An Apple a Day Keeps the Feds at Bay

AP Photo
The Associated Press

I sell things for a living, and like some people, when the Apple vs FBI standoff exploded, my eyes glazed over.  The technology of the back and forth can be overwhelming.

After extensive reading and researching, let’s break the argument down.  The Federal Government wants Apple to create a backdoor program to get into the iPhone of San Bernardino jihadi Syed Farook.  It is somewhat similar to the fire department having a master key to a building in case of emergencies. Apple prides itself on its customer’s security, and frankly, they don’t want to compromise their programming, potentially making it easier for someone to hack into their phones in the future.

Creating a program is not an easy task at all, according to one survey; an average app costs around $150 thousand dollars to develop. Now multiply that by a factor larger to create something that seemingly the federal government can’t do. The government has no right to ask a private company to undertake such an expense. We may force people to buy insurance, but we cannot force companies to create a product they don’t want to. Maybe this case will create that precedent?

Very few presidential candidates have addressed this case, which should be at the forefront of every discussion. Do we want to live in a society where the government can mandate and force a company to create a product that they don’t want to make? This seems to go against the kind of capitalist society we live in. Isn’t this case the a benchmark for free individuals not to be harassed by the federal government? Donald Trump has come out and spoken about the case vocally, calling for a boycott of Apple. It’s a disturbing position for any politician to take, let alone a Republican.

The next president will be dealing with more phone encryption cases, nominating Supreme Court Justices, and dealing with international terrorists. The big question for the folks in Silicon Valley is: why haven’t you endorsed a candidate? Many people are happy to be anti-Trump, or anti-something, but afraid to take an unpopular stance. It is important for people to research this case further and form an opinion, and quickly.

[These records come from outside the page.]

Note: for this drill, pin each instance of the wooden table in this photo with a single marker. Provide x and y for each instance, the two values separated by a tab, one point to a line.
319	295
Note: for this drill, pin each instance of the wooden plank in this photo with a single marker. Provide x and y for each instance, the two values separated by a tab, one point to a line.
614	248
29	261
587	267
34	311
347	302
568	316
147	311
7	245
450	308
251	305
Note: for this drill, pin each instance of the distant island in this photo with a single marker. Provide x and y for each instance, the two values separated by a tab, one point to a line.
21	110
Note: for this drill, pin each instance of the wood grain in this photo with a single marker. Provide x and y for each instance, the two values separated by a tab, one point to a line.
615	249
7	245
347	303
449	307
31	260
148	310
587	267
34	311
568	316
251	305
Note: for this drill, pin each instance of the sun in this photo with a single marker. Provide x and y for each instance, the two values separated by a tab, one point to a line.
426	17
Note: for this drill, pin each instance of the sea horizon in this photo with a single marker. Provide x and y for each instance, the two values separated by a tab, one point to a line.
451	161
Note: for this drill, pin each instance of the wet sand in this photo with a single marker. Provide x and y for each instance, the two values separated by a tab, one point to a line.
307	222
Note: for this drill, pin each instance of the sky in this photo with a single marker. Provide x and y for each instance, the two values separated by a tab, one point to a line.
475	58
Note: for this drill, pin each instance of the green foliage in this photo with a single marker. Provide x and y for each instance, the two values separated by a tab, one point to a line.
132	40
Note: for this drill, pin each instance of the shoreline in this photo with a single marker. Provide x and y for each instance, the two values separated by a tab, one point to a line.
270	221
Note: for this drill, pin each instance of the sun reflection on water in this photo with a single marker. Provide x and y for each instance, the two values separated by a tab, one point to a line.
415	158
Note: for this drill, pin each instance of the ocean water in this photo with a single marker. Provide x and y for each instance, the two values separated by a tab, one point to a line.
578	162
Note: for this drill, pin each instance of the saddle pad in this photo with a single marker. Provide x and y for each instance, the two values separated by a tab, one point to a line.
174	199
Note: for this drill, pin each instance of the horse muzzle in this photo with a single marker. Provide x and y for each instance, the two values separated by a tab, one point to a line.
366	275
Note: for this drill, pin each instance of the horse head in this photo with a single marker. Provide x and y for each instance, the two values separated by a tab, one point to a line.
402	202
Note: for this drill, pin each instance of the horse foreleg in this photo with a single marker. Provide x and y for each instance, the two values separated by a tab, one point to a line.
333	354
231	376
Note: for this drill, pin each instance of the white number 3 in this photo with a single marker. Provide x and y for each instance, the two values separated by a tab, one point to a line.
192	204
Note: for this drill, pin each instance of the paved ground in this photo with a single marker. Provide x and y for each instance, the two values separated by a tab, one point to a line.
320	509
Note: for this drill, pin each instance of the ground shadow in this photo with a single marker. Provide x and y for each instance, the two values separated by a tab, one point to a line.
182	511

It’s understandable that people are upset and want Apple to comply with the federal government’s request, but complying means spending millions to create a program to break your most popular product, along with the violation of a few Constitutional Amendments. We cannot sit idly on the side. The Republican Party and the electorate must understand these issues. If not, we might as well just elect a Socialist and let him officially take over Apple without the pretenses.